The child was taken by ambulance to Yale-New Haven’s Children’s Hospital, then to the burn unit at Bridgeport Hospital. Staff there reported that the child’s burns were severe and that the circulation to the child’s feet could have been affected, which could result in the child’s feet being amputated.”

The mother was charged with first-degree assault, second-degree reckless endangerment and risk of injury to a child. She has not yet entered a plea; she has a court date scheduled next week. She has been released on a promise to appear in court. A judge ordered her into a court-mandated mental-health treatment program.

I believe that the mental health issue of the mother played a role in what she did to her child that day,” said Segui, who was familiar with the woman from her time as a patrol officer. I believe there’s a condition that’s been undiagnosed in her.” The baby remains in the custody of DCF.

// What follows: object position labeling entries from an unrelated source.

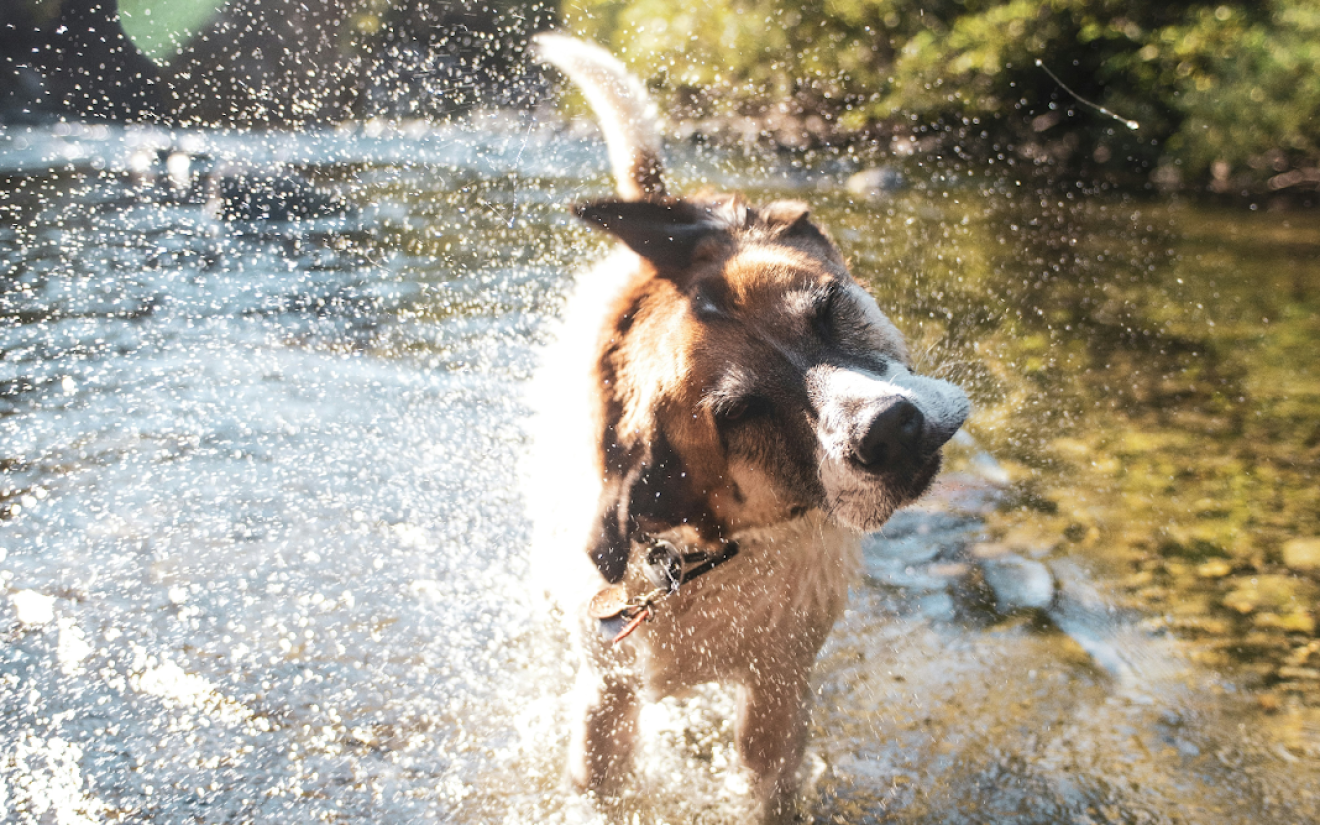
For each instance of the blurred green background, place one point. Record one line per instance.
(1226, 94)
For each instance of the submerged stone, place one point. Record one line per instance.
(1302, 553)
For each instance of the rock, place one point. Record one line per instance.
(1018, 584)
(1216, 568)
(1275, 593)
(875, 182)
(1302, 553)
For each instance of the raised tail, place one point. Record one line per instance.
(621, 103)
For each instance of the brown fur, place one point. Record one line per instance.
(743, 388)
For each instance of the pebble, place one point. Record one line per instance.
(1302, 553)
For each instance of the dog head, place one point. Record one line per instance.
(746, 379)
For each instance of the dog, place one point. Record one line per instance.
(722, 415)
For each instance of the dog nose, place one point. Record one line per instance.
(895, 430)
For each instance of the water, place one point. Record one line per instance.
(263, 559)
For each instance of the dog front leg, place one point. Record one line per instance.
(771, 731)
(601, 751)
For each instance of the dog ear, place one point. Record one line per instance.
(646, 490)
(791, 219)
(663, 232)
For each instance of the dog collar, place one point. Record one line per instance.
(667, 568)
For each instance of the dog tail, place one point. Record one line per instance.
(621, 103)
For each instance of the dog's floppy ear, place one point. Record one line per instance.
(663, 232)
(791, 219)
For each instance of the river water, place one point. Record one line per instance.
(262, 557)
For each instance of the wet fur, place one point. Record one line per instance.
(710, 383)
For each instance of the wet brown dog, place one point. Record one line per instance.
(722, 399)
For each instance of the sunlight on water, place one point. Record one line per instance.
(262, 559)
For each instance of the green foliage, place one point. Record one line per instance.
(1219, 89)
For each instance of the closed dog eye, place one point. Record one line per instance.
(743, 408)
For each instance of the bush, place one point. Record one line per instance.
(1226, 93)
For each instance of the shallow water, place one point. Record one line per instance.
(263, 559)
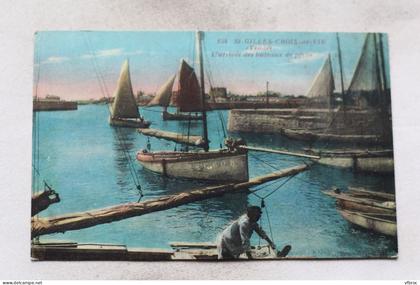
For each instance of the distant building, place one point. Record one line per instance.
(52, 98)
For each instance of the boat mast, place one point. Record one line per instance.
(343, 97)
(200, 37)
(381, 53)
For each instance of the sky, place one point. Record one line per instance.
(81, 65)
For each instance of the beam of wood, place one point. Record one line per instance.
(171, 136)
(42, 200)
(279, 151)
(76, 221)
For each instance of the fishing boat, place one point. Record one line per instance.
(321, 91)
(362, 200)
(179, 251)
(343, 124)
(381, 223)
(184, 97)
(363, 117)
(224, 164)
(360, 160)
(124, 111)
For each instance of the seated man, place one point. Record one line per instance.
(235, 239)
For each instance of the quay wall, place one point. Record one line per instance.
(359, 122)
(54, 106)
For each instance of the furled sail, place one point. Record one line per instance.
(366, 76)
(323, 85)
(187, 97)
(125, 105)
(163, 96)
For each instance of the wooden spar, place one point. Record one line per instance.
(180, 138)
(42, 200)
(77, 221)
(279, 151)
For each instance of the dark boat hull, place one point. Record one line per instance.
(219, 165)
(166, 116)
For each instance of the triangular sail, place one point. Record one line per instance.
(125, 105)
(163, 96)
(323, 85)
(366, 74)
(187, 97)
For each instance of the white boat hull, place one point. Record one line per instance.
(128, 122)
(213, 165)
(363, 164)
(371, 222)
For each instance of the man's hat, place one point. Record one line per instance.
(254, 209)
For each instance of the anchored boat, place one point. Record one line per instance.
(362, 200)
(185, 97)
(371, 210)
(124, 112)
(224, 164)
(381, 223)
(360, 160)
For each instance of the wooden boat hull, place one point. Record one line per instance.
(72, 251)
(171, 136)
(369, 203)
(129, 122)
(380, 165)
(166, 116)
(213, 165)
(384, 224)
(319, 136)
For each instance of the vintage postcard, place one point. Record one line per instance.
(197, 145)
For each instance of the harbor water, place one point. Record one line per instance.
(82, 157)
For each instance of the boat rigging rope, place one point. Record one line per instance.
(210, 79)
(120, 136)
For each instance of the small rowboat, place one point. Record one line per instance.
(363, 200)
(381, 223)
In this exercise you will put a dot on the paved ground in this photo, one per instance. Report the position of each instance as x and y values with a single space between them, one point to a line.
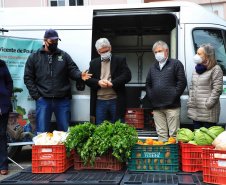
23 158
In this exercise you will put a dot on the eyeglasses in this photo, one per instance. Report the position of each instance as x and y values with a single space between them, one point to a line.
12 117
52 41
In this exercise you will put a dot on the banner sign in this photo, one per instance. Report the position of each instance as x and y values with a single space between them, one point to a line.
21 123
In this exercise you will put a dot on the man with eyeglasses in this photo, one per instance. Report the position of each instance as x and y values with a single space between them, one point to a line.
108 95
47 76
14 129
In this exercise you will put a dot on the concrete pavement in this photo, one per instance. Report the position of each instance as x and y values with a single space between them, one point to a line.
23 158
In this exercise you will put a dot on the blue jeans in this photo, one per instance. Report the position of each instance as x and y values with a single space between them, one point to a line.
3 142
105 110
44 109
199 124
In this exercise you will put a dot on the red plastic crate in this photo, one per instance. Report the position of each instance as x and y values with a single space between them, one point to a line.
137 123
135 111
190 156
107 162
214 166
50 159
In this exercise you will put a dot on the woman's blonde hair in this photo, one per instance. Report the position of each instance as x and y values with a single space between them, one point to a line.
209 53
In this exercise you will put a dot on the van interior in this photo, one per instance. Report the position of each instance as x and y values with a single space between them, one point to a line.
133 36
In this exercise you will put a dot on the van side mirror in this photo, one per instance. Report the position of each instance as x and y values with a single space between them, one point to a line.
80 85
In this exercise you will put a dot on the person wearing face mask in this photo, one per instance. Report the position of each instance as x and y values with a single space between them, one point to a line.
110 74
47 77
205 89
165 84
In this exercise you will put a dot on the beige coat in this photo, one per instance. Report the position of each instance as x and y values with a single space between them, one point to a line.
205 89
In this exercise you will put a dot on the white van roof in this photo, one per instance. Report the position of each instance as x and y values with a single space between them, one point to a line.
61 17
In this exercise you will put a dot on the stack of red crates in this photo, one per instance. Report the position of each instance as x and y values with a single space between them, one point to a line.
214 166
135 117
50 159
107 162
191 157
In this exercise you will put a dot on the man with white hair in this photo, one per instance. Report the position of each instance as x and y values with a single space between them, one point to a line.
110 74
165 84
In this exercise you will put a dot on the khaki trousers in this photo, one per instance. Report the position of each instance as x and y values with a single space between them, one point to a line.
167 122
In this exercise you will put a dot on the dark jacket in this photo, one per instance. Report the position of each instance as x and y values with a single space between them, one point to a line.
42 83
6 88
120 75
164 87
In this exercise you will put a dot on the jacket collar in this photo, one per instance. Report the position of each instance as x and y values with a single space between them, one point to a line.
42 49
2 63
112 68
157 63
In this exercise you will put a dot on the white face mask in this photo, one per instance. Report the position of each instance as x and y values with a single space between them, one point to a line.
106 55
160 57
197 59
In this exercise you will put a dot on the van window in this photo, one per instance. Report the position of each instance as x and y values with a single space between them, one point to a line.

It’s typical for Segui’s unit to receive one to two new trauma cases like these each week, she said. The unit handles overs 600 cases a year of sexual assault and domestic violence involving both adult and child victims. She estimated that 75 of the cases involve children, and that 25 to 30 percent of those cases involve sexual abuse.

Segui, the mother of a 10-year-old daughter, has run the unit for about a year now. She was asked how being a parent affects her ability to handle the continual stream of heart-wrenching cases. (Click here to read a previous story about her experiences growing up in a house where child abuse took place.)

It only makes it that much easier for me to do the cases,” she responded. You see what happens to these kids. It makes you work that much harder.”